Si bien la internación duró 6 meses y la rehabilitación continúa aún hoy, —a un mes y medio de haber dejado la última clínica—, encaró su actual colección cuando todavía tenía la garganta atravesada por una cánula. Ya estaba convencida de que la enfermedad no la iba a detener. Hablando con Maureene uno la puede imaginar haciendo bocetos aún con el aparato colocado. “Con el respirador y todo me sentaba a diseñar y le mandaba las órdenes a mi gente para que hagan las prendas”, cuanta.
Se siente agradecida a las enfermeras y los médicos que la acompañaron. Bendecida por la presencia en su vida de sus cinco hijos y su esposo. La desesperanza pasó. “Todos los días le decía a las enfermeras ‘yo voy a estar bien por Caroline, yo voy a volver a casa’”. Nombra a Paulina, a Antonia a Claudia, que la ayudaron en su última etapa de internación, y teme olvidarse de otros nombres: “todos me ayudaron”, resume. Recuerda con ternura a una de ellas cuando le decía: “’Hasta que no te entangues no voy a parar’. Me depiló, y me insistía ‘vos te tenés que poner tus bombachas, tus tangas, tus cosas’. Me daba mucha fuerza”. Recuerda a Lucrecia, a Romina, a Lucas, que son algunos de sus colaboradores; a sus amigas, que preguntaban por ella a su esposo y él transmitía con fidelidad cada mensaje.

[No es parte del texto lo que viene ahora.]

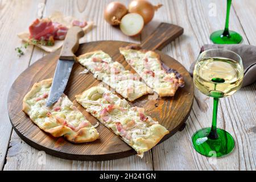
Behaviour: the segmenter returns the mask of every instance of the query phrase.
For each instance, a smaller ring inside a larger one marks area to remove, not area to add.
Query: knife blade
[[[74,53],[79,47],[79,38],[84,35],[84,32],[79,27],[72,27],[68,30],[46,102],[47,107],[56,102],[63,94],[74,64],[76,57]]]

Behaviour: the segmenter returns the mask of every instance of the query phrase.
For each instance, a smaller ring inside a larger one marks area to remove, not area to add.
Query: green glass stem
[[[213,98],[213,113],[212,115],[212,128],[208,138],[211,139],[216,139],[218,138],[218,134],[217,133],[217,114],[218,113],[218,98]]]
[[[225,36],[229,36],[229,14],[230,12],[230,7],[232,0],[227,0],[226,5],[226,22],[225,23],[225,28],[222,35]]]
[[[210,39],[214,44],[239,44],[242,40],[242,36],[235,31],[229,30],[229,14],[230,13],[232,0],[226,1],[226,22],[224,30],[213,32],[210,36]]]

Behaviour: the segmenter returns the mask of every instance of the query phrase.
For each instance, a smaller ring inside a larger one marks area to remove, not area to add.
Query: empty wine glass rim
[[[240,59],[240,60],[241,61],[241,62],[242,63],[242,58],[241,57],[241,56],[240,56],[238,53],[237,53],[236,52],[234,52],[233,51],[230,51],[230,50],[226,49],[223,49],[223,48],[213,48],[213,49],[207,49],[207,50],[205,50],[205,51],[203,51],[203,52],[200,53],[200,55],[201,55],[201,54],[203,54],[203,53],[205,53],[205,52],[210,52],[210,51],[217,51],[217,50],[218,50],[218,51],[226,51],[226,52],[232,52],[232,53],[234,53],[234,55],[236,55],[236,56],[237,56],[238,57],[239,59]]]

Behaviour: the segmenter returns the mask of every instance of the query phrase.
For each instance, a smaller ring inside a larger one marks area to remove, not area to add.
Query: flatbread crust
[[[121,47],[119,51],[128,64],[160,97],[173,96],[179,87],[184,86],[182,76],[173,69],[166,70],[156,52],[135,44]]]
[[[96,129],[63,94],[51,107],[46,106],[52,79],[36,82],[25,96],[23,110],[42,130],[55,137],[63,136],[72,143],[92,142],[99,137]]]
[[[99,61],[94,62],[93,59]],[[113,61],[109,55],[101,50],[80,55],[77,57],[77,60],[89,69],[95,78],[102,81],[131,102],[152,93],[150,88],[139,80],[138,75],[126,70],[121,64]],[[101,69],[98,70],[99,68]],[[118,72],[115,73],[113,69]]]
[[[144,113],[132,107],[102,86],[94,86],[76,96],[86,111],[133,147],[141,157],[169,133],[164,127]]]

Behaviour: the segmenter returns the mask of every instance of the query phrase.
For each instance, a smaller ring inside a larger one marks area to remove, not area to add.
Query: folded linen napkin
[[[244,44],[205,44],[201,48],[200,53],[204,51],[222,48],[232,51],[242,58],[244,77],[242,86],[245,86],[256,81],[256,47]],[[189,73],[193,76],[196,61],[193,63],[189,69]]]

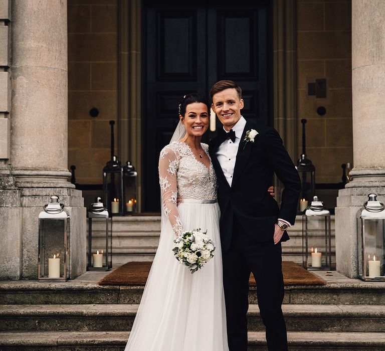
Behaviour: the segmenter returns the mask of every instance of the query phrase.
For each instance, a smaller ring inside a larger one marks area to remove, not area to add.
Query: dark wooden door
[[[159,153],[178,121],[177,107],[183,95],[198,92],[208,97],[217,81],[234,80],[243,91],[243,115],[270,124],[269,9],[265,1],[252,6],[242,3],[195,3],[195,7],[167,2],[145,4],[145,211],[159,211]],[[213,135],[207,133],[205,141]]]

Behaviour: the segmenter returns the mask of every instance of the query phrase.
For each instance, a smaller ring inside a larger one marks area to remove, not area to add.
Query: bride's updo
[[[190,104],[194,104],[196,102],[202,102],[207,106],[207,110],[210,111],[209,103],[206,99],[199,94],[197,93],[191,93],[186,94],[183,97],[179,104],[179,114],[181,116],[184,116],[186,113],[186,107]]]

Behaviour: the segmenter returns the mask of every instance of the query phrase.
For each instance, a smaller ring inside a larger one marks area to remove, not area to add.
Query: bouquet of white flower
[[[214,256],[215,244],[201,228],[185,232],[174,240],[172,251],[176,259],[193,273]]]

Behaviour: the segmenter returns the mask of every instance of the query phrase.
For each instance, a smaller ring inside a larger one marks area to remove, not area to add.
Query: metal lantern
[[[123,167],[123,187],[124,191],[124,212],[129,214],[138,212],[137,203],[138,173],[134,166],[127,161]]]
[[[57,196],[39,215],[39,281],[66,281],[70,276],[70,216]]]
[[[116,156],[103,169],[103,194],[112,216],[123,214],[123,167]]]
[[[307,269],[331,269],[330,213],[316,196],[302,215],[302,263]]]
[[[112,218],[100,198],[91,204],[88,217],[87,270],[108,271],[112,267]]]
[[[307,120],[305,118],[301,120],[301,123],[302,123],[302,153],[295,166],[298,171],[302,185],[301,196],[297,209],[297,212],[299,214],[303,213],[307,208],[309,202],[315,195],[315,167],[311,163],[311,161],[306,157],[305,131],[306,122]]]
[[[357,215],[358,275],[363,280],[385,281],[385,206],[371,194]]]

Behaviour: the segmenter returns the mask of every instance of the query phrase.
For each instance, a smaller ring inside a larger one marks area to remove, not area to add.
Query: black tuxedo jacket
[[[254,143],[249,141],[245,145],[246,131],[251,129],[258,134]],[[238,147],[231,187],[216,155],[221,142],[220,138],[214,138],[209,150],[219,185],[222,250],[226,252],[230,247],[234,216],[255,240],[272,240],[278,218],[294,224],[301,191],[299,176],[282,139],[274,128],[247,121]],[[273,184],[274,172],[285,186],[280,209],[267,191]],[[285,232],[281,241],[289,239]]]

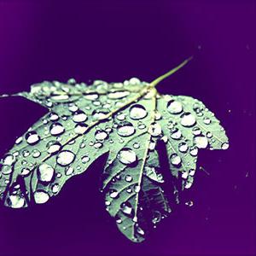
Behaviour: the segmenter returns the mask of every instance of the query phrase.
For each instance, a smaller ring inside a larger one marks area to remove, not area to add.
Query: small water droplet
[[[229,144],[228,143],[222,143],[222,145],[221,145],[221,148],[222,148],[222,149],[228,149],[229,147],[230,147],[230,144]]]
[[[30,145],[35,145],[40,140],[40,137],[36,131],[30,131],[26,133],[25,138],[26,140],[26,143]]]
[[[136,162],[137,155],[132,149],[129,148],[124,148],[119,151],[118,159],[122,164],[130,165]]]
[[[55,170],[54,168],[46,164],[46,163],[42,163],[39,166],[38,166],[38,179],[42,182],[50,182],[54,173],[55,173]]]
[[[78,110],[74,113],[74,115],[73,117],[73,120],[75,123],[82,123],[86,121],[87,119],[87,115],[85,114],[85,113],[82,110]]]
[[[38,190],[34,193],[34,200],[37,204],[44,204],[49,199],[49,195],[44,190]]]
[[[172,100],[167,103],[167,109],[171,113],[180,113],[183,111],[183,105],[179,102]]]
[[[65,131],[65,128],[61,123],[54,123],[49,127],[49,132],[53,136],[58,136]]]
[[[178,166],[182,162],[181,158],[177,154],[172,154],[171,155],[171,163],[173,166]]]
[[[196,120],[191,113],[187,112],[182,114],[180,123],[185,127],[191,127],[195,125]]]
[[[60,166],[66,166],[70,165],[75,159],[75,154],[69,150],[61,151],[57,156],[57,163]]]
[[[135,133],[135,128],[130,122],[121,122],[118,125],[117,133],[122,137],[128,137]]]
[[[196,136],[194,141],[198,148],[206,148],[208,145],[208,139],[205,136]]]
[[[104,140],[108,137],[108,133],[104,130],[98,130],[95,132],[95,138],[96,140]]]
[[[125,180],[128,183],[131,183],[132,181],[132,177],[129,174],[127,174],[125,177]]]
[[[135,104],[131,107],[130,108],[130,117],[132,119],[141,119],[146,117],[148,114],[146,108],[140,105],[140,104]]]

Ahora ya está pensando en presentar con un desfile su última colección, La vie est belle, que creó estando aún internada. Tal vez sea en noviembre, dice. “No sé, veré, tampoco me quiero apurar”, porque, aunque “estoy bien, desde que volví, estoy pensando mucho más en mi, en disfrutar mi vida, de mi hija y mis hijos, de otra manera, más allá de que me encanta mi trabajo y lo estoy haciendo muy bien, pero estoy conforme con como estoy, no estoy desesperada por mostrar y hacer un desfile. Todo tiempo al tiempo”.
Maureene mira para atrás y dice: “Es una historia de vida que a mi misma me asombra. Estoy extrañada, muy asombrada de mi misma”. Como dijo al comenzar: “tengo muchas vidas en una”.